I refuse to give you cultural examples of injustice. To do that, I would have to read the newspaper, something I resolutely refuse to do! Newspapers are for lining birdcages! If you want REAL information, listen to A.M. Talk Radio. Unbiased, unvarnished truth in every word! Rush Limbaugh lambasted the homo community for havin’ a Kiss-In in front of Chick-fil-A. Let them submarine watch in their pink pickup trucks up on Lovers’ Lookout, just like the rest of us. Even the radio preacher on the Sunday morning religious hour swears on the Bible that he’s telling God’s truth!

*

            I have been traumatized by the almost three hours of testimony in the Rachel Krakow case and the 25 minutes it took us to reach a verdict of acquittal “by reason of insanity.” I cried. I was bored to tears. Rachel Krakow’s doctor testified that her heart is in the right place, behind and slightly to the left of her breastbone. I insist on my First Amendment right to sound off, which I find therapeutic. You only know me from this Perry Mason murder trail in Small Claims Court. That’s not the real me! I am blessed by Our Lord Jesus with the Kiss of Life.

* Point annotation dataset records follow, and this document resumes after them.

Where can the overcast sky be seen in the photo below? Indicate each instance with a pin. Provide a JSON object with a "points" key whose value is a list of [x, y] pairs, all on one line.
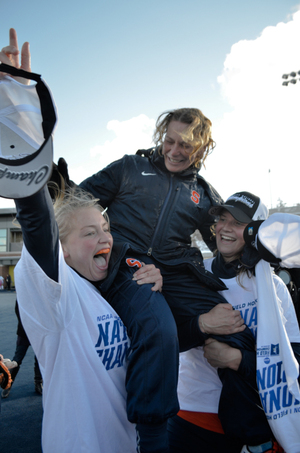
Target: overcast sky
{"points": [[114, 66]]}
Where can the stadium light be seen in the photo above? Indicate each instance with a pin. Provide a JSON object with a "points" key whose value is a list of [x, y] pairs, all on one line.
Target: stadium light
{"points": [[292, 80]]}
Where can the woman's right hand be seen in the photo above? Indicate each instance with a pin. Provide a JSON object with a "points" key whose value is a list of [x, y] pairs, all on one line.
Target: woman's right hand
{"points": [[221, 320]]}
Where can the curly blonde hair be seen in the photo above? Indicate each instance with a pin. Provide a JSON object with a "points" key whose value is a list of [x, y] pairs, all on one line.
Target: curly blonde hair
{"points": [[198, 132], [68, 202]]}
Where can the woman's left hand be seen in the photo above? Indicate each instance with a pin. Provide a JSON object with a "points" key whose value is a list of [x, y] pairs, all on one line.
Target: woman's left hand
{"points": [[221, 355], [11, 55], [149, 274]]}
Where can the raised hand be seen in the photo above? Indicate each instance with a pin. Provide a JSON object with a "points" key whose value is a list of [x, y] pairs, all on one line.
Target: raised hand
{"points": [[11, 55]]}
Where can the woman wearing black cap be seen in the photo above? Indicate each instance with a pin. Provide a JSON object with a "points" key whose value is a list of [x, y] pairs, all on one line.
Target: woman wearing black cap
{"points": [[240, 409]]}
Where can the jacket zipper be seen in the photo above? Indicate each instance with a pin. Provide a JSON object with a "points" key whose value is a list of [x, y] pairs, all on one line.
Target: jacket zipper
{"points": [[149, 253]]}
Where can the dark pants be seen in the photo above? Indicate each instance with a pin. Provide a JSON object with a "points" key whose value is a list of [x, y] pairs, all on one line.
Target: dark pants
{"points": [[185, 437], [20, 352], [152, 374], [152, 371]]}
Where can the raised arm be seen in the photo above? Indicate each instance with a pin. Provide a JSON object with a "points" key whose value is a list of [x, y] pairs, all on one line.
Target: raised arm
{"points": [[11, 55], [40, 232]]}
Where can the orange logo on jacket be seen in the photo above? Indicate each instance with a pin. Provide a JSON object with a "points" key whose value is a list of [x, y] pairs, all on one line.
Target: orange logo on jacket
{"points": [[132, 262], [195, 197]]}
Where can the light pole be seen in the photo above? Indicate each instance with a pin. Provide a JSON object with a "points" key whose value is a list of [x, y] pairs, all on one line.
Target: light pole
{"points": [[290, 78]]}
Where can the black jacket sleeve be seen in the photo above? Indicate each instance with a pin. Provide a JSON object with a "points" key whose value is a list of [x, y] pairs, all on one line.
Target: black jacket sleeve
{"points": [[40, 232], [105, 184]]}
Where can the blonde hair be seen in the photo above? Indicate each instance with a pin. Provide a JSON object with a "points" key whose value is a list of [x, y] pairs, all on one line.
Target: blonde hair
{"points": [[68, 202], [198, 132]]}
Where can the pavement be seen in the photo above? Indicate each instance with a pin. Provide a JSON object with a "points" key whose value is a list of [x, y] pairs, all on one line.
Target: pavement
{"points": [[21, 413]]}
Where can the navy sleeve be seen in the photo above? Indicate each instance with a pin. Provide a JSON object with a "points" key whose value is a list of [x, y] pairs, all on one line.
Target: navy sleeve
{"points": [[106, 183], [190, 335], [40, 232]]}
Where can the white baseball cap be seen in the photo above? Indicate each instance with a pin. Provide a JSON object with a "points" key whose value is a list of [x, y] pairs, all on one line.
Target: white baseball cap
{"points": [[27, 120]]}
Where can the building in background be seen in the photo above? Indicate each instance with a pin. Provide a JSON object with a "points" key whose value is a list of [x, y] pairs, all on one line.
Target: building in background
{"points": [[11, 242]]}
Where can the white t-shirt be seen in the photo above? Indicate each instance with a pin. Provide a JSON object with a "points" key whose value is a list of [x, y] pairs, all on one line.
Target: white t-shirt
{"points": [[81, 345], [199, 386]]}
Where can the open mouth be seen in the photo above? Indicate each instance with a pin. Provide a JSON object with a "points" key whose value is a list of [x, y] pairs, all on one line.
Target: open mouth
{"points": [[227, 238], [101, 257]]}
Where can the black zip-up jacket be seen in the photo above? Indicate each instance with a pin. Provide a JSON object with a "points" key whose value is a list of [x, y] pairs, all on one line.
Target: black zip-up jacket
{"points": [[156, 211]]}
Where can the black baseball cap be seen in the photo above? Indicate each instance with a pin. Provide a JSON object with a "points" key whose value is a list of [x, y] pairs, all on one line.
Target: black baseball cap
{"points": [[243, 206]]}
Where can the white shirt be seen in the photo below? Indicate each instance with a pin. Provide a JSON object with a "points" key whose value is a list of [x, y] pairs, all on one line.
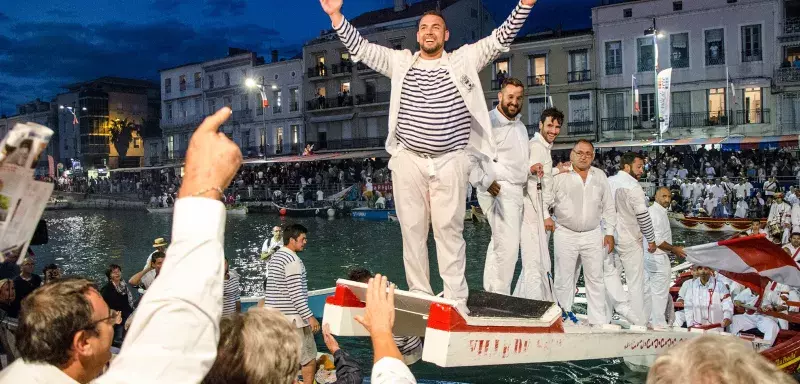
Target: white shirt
{"points": [[707, 304], [661, 227], [580, 206], [510, 137], [174, 336]]}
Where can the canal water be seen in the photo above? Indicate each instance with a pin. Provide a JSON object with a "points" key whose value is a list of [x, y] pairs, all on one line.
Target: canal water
{"points": [[84, 243]]}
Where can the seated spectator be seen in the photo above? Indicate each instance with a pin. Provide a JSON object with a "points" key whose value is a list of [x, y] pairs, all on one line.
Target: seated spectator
{"points": [[259, 346], [24, 284], [119, 297], [713, 359], [145, 278]]}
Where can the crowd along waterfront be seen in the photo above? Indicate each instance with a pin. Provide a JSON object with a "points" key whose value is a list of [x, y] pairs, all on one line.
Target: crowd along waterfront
{"points": [[84, 242]]}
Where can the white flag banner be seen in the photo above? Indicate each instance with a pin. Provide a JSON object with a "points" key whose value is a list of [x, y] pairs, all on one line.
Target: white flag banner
{"points": [[664, 79]]}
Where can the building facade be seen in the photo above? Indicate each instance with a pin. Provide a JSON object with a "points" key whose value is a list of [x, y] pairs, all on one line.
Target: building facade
{"points": [[347, 104], [709, 44], [556, 69], [111, 114]]}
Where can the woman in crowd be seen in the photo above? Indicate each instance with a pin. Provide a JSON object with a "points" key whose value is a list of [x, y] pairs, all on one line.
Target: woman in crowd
{"points": [[119, 297]]}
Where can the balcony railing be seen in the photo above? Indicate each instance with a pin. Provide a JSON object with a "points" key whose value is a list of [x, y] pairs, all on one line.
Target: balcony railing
{"points": [[753, 116], [750, 55], [538, 80], [330, 102], [372, 98], [791, 25], [718, 59], [787, 75], [613, 68], [580, 127], [578, 76]]}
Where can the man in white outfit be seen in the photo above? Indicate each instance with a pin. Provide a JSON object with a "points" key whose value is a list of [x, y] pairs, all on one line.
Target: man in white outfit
{"points": [[657, 268], [581, 199], [633, 223], [438, 129], [535, 281], [501, 197]]}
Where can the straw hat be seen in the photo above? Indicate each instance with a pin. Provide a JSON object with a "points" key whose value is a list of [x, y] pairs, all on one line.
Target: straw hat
{"points": [[159, 242]]}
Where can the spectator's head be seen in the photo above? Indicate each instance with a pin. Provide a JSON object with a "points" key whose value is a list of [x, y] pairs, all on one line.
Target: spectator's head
{"points": [[432, 33], [67, 324], [550, 122], [51, 273], [157, 261], [7, 293], [510, 97], [295, 237], [114, 273], [632, 163], [714, 359], [361, 275], [259, 346], [582, 155]]}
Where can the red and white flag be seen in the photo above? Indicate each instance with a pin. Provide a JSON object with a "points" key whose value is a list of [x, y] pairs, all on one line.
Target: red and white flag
{"points": [[747, 255]]}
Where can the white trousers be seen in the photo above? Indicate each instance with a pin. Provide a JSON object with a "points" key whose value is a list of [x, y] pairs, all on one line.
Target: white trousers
{"points": [[765, 325], [631, 254], [534, 282], [616, 297], [504, 214], [657, 271], [587, 248], [430, 192]]}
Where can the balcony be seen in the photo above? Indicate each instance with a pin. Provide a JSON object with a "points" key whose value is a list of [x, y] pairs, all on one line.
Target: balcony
{"points": [[579, 76], [538, 80], [751, 55], [321, 103], [753, 116], [613, 68], [580, 127], [368, 142], [373, 98]]}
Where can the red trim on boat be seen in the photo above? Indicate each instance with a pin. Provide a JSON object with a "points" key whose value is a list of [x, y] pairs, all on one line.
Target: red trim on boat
{"points": [[445, 318]]}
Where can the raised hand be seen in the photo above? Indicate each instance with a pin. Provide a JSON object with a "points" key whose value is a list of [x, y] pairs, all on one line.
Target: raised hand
{"points": [[211, 160]]}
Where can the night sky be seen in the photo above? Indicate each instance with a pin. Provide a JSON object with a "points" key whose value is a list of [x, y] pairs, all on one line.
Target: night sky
{"points": [[46, 43]]}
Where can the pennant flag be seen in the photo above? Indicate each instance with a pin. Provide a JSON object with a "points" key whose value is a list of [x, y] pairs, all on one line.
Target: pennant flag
{"points": [[747, 255]]}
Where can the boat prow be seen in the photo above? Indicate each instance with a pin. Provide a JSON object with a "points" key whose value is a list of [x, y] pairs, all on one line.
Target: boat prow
{"points": [[498, 330]]}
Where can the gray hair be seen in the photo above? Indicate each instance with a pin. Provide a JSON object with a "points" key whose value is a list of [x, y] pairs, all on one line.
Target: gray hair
{"points": [[715, 359], [259, 346]]}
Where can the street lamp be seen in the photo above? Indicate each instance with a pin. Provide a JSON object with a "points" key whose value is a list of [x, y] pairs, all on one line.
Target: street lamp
{"points": [[251, 83]]}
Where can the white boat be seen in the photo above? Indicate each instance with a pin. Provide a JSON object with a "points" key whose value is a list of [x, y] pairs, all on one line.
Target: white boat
{"points": [[500, 330]]}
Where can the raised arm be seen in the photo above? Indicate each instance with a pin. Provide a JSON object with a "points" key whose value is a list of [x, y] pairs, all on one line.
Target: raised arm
{"points": [[487, 49], [375, 56]]}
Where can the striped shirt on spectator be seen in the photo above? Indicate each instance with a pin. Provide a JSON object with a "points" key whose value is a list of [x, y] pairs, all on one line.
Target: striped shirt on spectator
{"points": [[231, 293], [433, 117], [287, 287]]}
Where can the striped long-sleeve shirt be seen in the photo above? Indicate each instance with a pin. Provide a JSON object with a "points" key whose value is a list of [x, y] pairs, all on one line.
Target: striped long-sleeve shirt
{"points": [[433, 117], [287, 287]]}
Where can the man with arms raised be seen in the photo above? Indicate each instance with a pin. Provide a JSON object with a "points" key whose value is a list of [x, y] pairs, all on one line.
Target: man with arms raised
{"points": [[582, 198], [437, 115], [657, 266], [535, 281], [501, 197], [633, 221]]}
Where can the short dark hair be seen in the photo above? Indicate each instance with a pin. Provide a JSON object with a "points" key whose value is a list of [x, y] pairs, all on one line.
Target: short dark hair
{"points": [[433, 12], [362, 275], [511, 81], [293, 232], [112, 268], [628, 158], [50, 317], [554, 114]]}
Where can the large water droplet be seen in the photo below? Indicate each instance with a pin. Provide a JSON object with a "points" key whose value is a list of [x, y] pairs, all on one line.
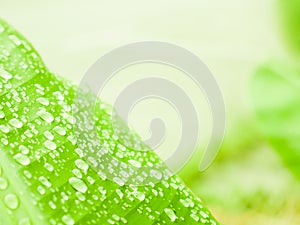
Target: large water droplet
{"points": [[50, 145], [45, 116], [16, 123], [78, 184], [11, 201], [2, 115], [22, 159], [68, 220], [170, 213], [25, 221], [43, 101], [3, 183]]}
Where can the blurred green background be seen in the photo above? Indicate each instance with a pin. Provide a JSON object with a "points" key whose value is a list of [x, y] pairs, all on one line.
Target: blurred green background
{"points": [[251, 180]]}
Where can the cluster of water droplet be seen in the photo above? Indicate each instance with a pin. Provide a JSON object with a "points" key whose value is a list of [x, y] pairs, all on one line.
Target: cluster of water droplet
{"points": [[55, 181]]}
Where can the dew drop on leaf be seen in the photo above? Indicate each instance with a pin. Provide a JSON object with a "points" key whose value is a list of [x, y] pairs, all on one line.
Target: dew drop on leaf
{"points": [[78, 184], [11, 201], [3, 183]]}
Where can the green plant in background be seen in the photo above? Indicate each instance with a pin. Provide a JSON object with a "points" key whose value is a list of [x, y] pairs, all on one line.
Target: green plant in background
{"points": [[276, 98], [43, 177], [290, 13]]}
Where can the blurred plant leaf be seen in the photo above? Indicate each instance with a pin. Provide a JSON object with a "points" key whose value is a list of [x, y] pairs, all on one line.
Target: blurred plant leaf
{"points": [[290, 13], [276, 97], [44, 178]]}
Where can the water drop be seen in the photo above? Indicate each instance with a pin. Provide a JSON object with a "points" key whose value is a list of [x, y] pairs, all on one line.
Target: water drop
{"points": [[22, 159], [2, 115], [16, 123], [49, 167], [3, 183], [68, 220], [50, 145], [170, 213], [4, 74], [156, 174], [47, 117], [4, 129], [43, 101], [78, 184], [59, 130], [135, 163], [81, 164], [11, 201], [140, 196], [25, 221]]}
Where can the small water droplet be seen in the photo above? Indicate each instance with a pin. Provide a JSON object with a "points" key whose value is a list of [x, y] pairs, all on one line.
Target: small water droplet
{"points": [[68, 220], [78, 184], [25, 221], [4, 129], [140, 196], [41, 190], [11, 201], [50, 145], [135, 163], [2, 115], [3, 183], [81, 164], [59, 130], [16, 123], [22, 159], [24, 149], [49, 135], [47, 117], [170, 213], [49, 167], [4, 74], [52, 205], [43, 101], [156, 174]]}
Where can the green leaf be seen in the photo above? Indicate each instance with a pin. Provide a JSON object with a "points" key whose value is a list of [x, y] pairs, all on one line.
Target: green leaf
{"points": [[290, 14], [44, 178], [276, 98]]}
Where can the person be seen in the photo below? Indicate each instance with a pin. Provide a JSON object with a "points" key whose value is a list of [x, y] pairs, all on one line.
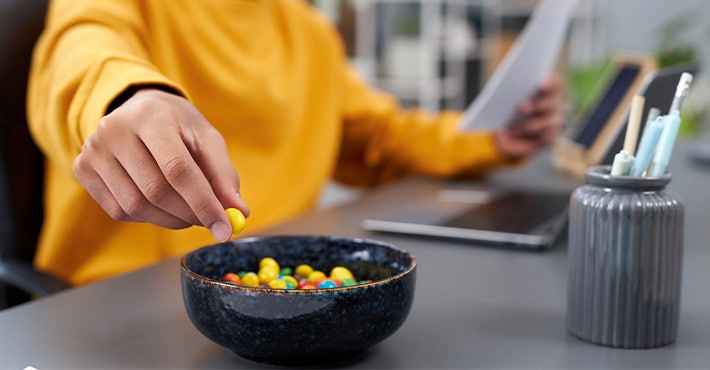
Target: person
{"points": [[156, 116]]}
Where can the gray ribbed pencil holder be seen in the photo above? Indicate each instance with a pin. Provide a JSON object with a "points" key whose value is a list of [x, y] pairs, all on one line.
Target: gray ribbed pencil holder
{"points": [[625, 260]]}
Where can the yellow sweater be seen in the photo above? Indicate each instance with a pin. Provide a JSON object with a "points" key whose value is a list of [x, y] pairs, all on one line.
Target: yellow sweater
{"points": [[272, 76]]}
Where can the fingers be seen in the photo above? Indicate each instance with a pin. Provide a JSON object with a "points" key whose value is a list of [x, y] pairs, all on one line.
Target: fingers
{"points": [[156, 159], [217, 168], [183, 174]]}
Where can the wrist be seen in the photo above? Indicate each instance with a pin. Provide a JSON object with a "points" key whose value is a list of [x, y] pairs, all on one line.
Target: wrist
{"points": [[132, 90]]}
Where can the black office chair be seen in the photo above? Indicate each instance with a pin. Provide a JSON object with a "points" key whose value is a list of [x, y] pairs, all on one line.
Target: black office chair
{"points": [[21, 162]]}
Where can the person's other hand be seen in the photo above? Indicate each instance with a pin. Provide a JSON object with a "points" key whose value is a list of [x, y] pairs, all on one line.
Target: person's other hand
{"points": [[156, 159], [540, 123]]}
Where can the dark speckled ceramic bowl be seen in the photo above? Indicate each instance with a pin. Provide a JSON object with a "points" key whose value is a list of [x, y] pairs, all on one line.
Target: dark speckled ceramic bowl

When troubled, I need only open the New Testament Bible and find an appropriate passage. When those IRS MEANIES attached my housed and car for overdue taxes, I pointed out: “The Lord is my shepherd… He maketh me to lie down in green pastures.” Well? What?! I can’t file a tax return from the middle of Spring Meadows! Besides, the time shall come when I am anointed with oil. I practice spagyria, the turning of base metal into gold. My time will come. After the Rapture, we’ll see who’s laughing, Mr. “Hanky” Bernanke! When the creatures from Outer Space come and take over the Earth, they’ll spare ME because I BELIEVE in them!!! It’s only unbelievers like YOU who they’ll ionize into tiny, gritty granules of volcanic ash.